All of this technical bushwa is to explain my tenuous relationship with the glaze-firing stage of pot-making. Early on, I learned to fire a wood kiln with Dan Finnegan and other friends. But I never fired a gas-fueled kiln before this one. I began to learn how to fire this kiln six or seven years ago more or less by myself, with some early and critical help from local landscaper and sometime potter Angela Rose. I've refined the process since the beginning, but, as you see, it still gives me problems. So I'm ... ummm ... less than confident of the process.
Also, as all potters know, it takes a number of firings to know how specific glazes react with specific kilns and firing schedules. My early efforts were dreadful. But things have improved in the past several years. This summer, firing every two weeks, a sort of rhythm developed and I've produced pots that I like a great deal.
The past two or three firings have begun to show me that combining my three Shino glazes can result in some lovely things. I am in many ways a frustrated wood-firer, still in love with the random and uncontrollable action of flame and ash on clay and glaze, but I am without access right now to a reasonable wood kiln. These three Shinos, poured over one another, spattered, trickled, flooded, rivuleted ... and combined in some instances with an ash celadon poured over them ... can create an otherworldly landscape. They crackle, they crawl, they trap carbon and they color each other. The Shinos work especially well on my teabowls. I've loved teabowls since an early workshop with Phil Rogers, and I've made hundreds, maybe thousands. The randomness of the glaze needs, I think, a less than tight and symmetrical teabowl. So I cut my rims after the first pull, I often facet the walls either diagonally or vertically and push them out on the wheel. Taken altogether, several of these teabowls that came out of this week's firing show that the combination of imprecise glaze application and wonky pot-making can work pretty well.
I do like what came out this week, in spite of the uncertainty from hour to hour of whether the kiln is firing. Or not.

Wednesday, September 9, 2009

A very good firing Tuesday, opened Wednesday

I've been behind on the blog. Stuff happens. But I fired Tuesday, a long firing, it turned out, with three or four unscheduled shutdowns. Still, opened today to some really good pots. The layered Shinos are doing good things. More detail and photos in the next post, which should come early Thursday.
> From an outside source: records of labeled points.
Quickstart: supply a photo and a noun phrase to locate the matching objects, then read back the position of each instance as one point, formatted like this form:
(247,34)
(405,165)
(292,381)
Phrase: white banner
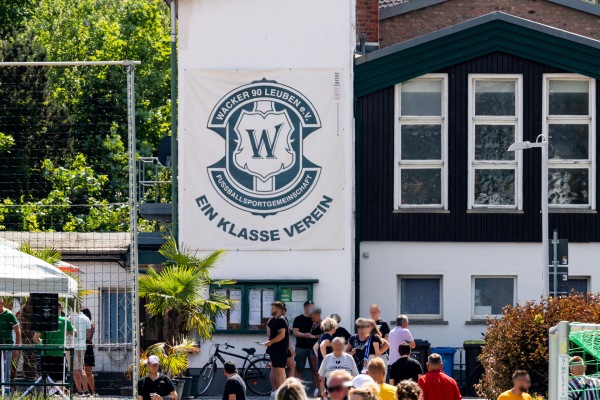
(261,158)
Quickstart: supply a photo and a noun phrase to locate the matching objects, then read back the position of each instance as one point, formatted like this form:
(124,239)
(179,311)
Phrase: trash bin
(447,354)
(473,371)
(421,351)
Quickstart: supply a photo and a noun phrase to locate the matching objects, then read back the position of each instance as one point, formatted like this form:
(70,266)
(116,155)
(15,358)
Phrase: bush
(519,340)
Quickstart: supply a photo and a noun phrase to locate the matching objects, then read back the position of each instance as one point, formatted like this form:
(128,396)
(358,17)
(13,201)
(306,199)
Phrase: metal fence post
(133,250)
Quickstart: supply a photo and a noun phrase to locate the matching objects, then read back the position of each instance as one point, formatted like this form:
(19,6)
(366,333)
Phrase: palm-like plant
(173,359)
(175,296)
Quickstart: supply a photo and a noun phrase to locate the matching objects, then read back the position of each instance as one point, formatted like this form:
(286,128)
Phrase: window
(569,125)
(420,140)
(253,303)
(572,284)
(495,122)
(421,296)
(492,294)
(116,317)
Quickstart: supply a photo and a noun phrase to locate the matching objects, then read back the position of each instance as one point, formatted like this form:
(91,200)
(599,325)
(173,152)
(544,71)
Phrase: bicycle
(256,375)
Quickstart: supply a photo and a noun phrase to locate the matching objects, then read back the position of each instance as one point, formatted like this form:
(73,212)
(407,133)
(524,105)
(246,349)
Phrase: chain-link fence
(68,270)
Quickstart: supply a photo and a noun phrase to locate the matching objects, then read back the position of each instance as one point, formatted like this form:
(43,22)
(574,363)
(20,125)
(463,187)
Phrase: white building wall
(266,35)
(457,263)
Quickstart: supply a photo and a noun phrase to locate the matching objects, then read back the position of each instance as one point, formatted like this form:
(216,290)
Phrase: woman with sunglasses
(323,346)
(334,362)
(366,344)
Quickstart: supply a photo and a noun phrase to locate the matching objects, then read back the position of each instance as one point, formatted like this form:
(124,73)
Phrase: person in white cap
(155,386)
(359,381)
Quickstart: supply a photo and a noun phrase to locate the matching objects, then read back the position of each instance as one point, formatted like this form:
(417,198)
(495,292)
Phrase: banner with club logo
(261,158)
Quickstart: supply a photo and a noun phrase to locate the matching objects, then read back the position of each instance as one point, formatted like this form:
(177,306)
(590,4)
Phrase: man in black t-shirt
(405,367)
(277,345)
(301,328)
(383,327)
(155,386)
(235,388)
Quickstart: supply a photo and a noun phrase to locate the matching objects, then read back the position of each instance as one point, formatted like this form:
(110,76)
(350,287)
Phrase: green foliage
(65,129)
(519,340)
(173,358)
(175,296)
(6,142)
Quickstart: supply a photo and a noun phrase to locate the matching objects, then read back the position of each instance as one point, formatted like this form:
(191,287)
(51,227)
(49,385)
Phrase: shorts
(303,354)
(53,367)
(89,360)
(278,359)
(78,358)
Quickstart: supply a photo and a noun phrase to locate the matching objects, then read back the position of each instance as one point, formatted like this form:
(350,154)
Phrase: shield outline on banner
(307,121)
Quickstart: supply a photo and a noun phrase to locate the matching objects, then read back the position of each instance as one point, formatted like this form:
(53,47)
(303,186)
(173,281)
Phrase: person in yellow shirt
(521,385)
(377,371)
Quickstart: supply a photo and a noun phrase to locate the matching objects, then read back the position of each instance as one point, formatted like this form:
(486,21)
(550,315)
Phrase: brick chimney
(367,23)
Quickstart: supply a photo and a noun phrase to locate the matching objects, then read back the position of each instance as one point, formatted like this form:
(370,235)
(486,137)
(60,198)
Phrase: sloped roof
(391,8)
(390,3)
(73,242)
(483,35)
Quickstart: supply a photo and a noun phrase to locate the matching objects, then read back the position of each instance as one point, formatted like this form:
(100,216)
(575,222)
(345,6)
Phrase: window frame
(247,285)
(586,278)
(442,164)
(548,120)
(439,277)
(474,277)
(105,325)
(473,120)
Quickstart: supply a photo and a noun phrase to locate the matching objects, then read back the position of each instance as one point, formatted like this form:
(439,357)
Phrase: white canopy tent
(22,274)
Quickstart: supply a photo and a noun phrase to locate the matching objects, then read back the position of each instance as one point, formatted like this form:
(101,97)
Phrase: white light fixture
(541,143)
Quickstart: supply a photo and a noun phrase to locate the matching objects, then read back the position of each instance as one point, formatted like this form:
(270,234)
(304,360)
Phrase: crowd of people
(375,363)
(77,328)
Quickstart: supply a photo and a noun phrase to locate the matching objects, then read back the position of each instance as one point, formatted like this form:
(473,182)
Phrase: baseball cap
(359,380)
(229,367)
(278,304)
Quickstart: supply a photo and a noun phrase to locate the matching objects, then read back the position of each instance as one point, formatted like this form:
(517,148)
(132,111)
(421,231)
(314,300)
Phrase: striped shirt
(584,388)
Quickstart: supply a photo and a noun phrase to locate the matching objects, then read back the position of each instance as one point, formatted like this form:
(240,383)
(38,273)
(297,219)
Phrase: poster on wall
(261,160)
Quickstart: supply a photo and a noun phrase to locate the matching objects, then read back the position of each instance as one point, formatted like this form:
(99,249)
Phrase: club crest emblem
(264,170)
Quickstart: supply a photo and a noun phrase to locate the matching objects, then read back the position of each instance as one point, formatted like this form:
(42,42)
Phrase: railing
(39,381)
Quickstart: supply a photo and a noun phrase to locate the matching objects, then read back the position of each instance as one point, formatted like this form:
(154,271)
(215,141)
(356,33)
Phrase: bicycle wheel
(257,376)
(207,375)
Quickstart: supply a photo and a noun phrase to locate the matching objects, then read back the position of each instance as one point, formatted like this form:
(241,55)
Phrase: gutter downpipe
(174,149)
(357,213)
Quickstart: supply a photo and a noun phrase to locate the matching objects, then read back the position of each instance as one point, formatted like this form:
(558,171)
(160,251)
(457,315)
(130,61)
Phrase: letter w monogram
(263,142)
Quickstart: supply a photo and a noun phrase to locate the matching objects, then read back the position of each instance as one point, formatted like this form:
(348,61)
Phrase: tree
(175,297)
(57,117)
(519,340)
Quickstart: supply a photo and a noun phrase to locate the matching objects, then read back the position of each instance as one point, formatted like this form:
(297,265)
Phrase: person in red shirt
(435,384)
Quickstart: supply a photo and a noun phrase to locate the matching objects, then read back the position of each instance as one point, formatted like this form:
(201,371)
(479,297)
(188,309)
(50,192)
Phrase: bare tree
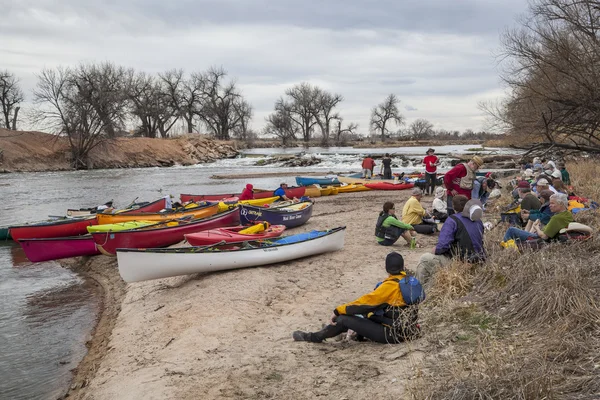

Wednesday, September 2, 2009

Our friend Kate Billings

Dee's business partner and our great friend Kate Billings, 52 years old, died this afternoon at about 4 at a hospice in Sandwich, here on Cape Cod. Katie was an acupuncturist and made room in her office for Dee and her massage practice, as well as several other women and their own health-related practices.
Katie was diagnosed with lung cancer less than a year ago and has been through surgeries and chemotherapy ever since that discovery. She bore it all with grace and was supported and defended throughout by Rich Van Heynigen, her life partner for about ten years. We all thought until fairly recently that she would get past the disease and the treatment and resume her practice in Falmouth. I think everyone fully expected Kate and Rich to get back on the sloop that they loved and sail off toward Key West sooner rather than later.
That's all. Not many people who read this blog knew Katie, but I wanted you to know about her.